Kahve Dünyası maliyetlerini nasıl minimize etti?
17/01/2019 - 14:01:00
Her gün mağazalarında 100 binden fazla kişiyi ağırlayan Kahve Dünyası, yılda yaklaşık 15 bin ton sevkiyat gerçekleştiriyor. Lojistik süreçlerini iyileştirmek için iki önemli projeyi hayata geçirdiklerini belirten Kahve Dünyası Tedarik Zinciri Direktörü Altuğ Durmaz, dağıtım süreçlerini outsource ederken, stok seviyelerini de minimize ederek maliyetleri düşürdüklerini söylüyor.

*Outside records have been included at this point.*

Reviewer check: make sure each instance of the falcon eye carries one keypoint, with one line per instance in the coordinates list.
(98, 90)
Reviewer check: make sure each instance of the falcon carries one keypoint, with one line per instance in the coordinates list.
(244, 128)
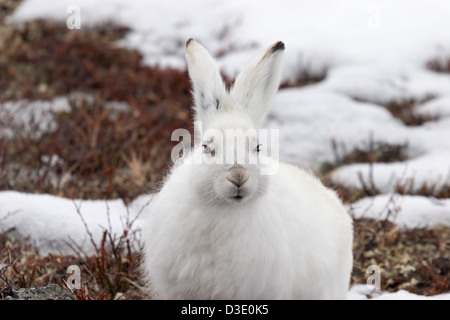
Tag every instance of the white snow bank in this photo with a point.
(405, 211)
(51, 222)
(30, 117)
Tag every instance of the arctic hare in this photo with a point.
(224, 230)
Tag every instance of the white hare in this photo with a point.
(226, 231)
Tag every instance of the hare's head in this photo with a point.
(230, 121)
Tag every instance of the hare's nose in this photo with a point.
(237, 176)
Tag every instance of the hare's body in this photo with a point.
(279, 247)
(225, 230)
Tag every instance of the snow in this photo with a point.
(362, 292)
(373, 53)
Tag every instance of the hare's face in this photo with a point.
(231, 166)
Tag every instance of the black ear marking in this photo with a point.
(278, 46)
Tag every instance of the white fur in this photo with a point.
(289, 237)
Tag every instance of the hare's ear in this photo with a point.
(208, 88)
(255, 87)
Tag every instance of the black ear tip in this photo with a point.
(189, 41)
(278, 46)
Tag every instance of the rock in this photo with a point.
(50, 292)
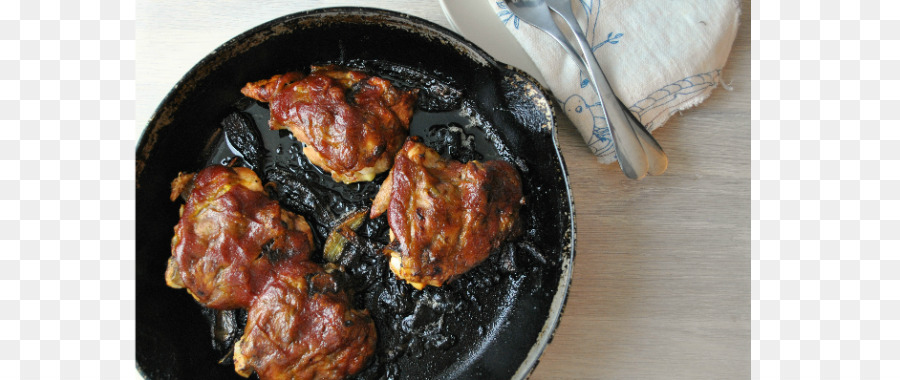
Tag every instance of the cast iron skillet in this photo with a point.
(505, 336)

Türkiye’deki kahve pazarına 2004 yılında 0 Türk sermayesi ile giren Kahve Dünyası, bugün 350 civarında satış noktasıyla birbirinden farklı kahve ve çikolata çeşidini misafirleriyle buluşturuyor. Yurt dışında açtığı mağazalarla Türk kahvesi ve diğer özgün lezzetlerini dünyaya tanıtmaya devam eden şirket, müşterilerine en taze ve lezzetli ürünleri sunmak için lojistik, dağıtım ve depolama süreçlerini de iyileştirmeye devam ediyor. Kahve Dünyası Tedarik Zinciri Direktörü Altuğ Durmaz, lojistik süreçlerini iyileştirmek için attıkları adımları ve lojistik alanda yaşadıkları sorunları UTA Lojistik’e anlattı.
Kahve Dünyası hakkında bilgi verir misiniz?
Kahve Dünyası, bünyesinde yedi şirket bulunan Altınmarka Grubu’nun bir üyesi olarak ilk mağazasını 2004 yılında İstanbul’un Eminönü semtinde açtı. Kısa sürede sektörün öncü markalarından biri haline gelen şirketimizin bugün yurt içinde 34 ilde 175’i mağaza olmak üzere 350 civarında satış noktası bulunuyor. Yurt dışında ise İngiltere, Romanya, Kuveyt ve Suudi Arabistan’daki 13 mağaza ve satış noktamız ile hizmet veriyoruz. Kahve Dünyası olarak her gün mağazalarımızı ziyaret eden 100 binden fazla misafirimize; kahve, çikolata, unlu mamul, dondurma ve fit lezzetler kategorilerinde olmak üzere bini aşkın ürün çeşidi sunuyoruz.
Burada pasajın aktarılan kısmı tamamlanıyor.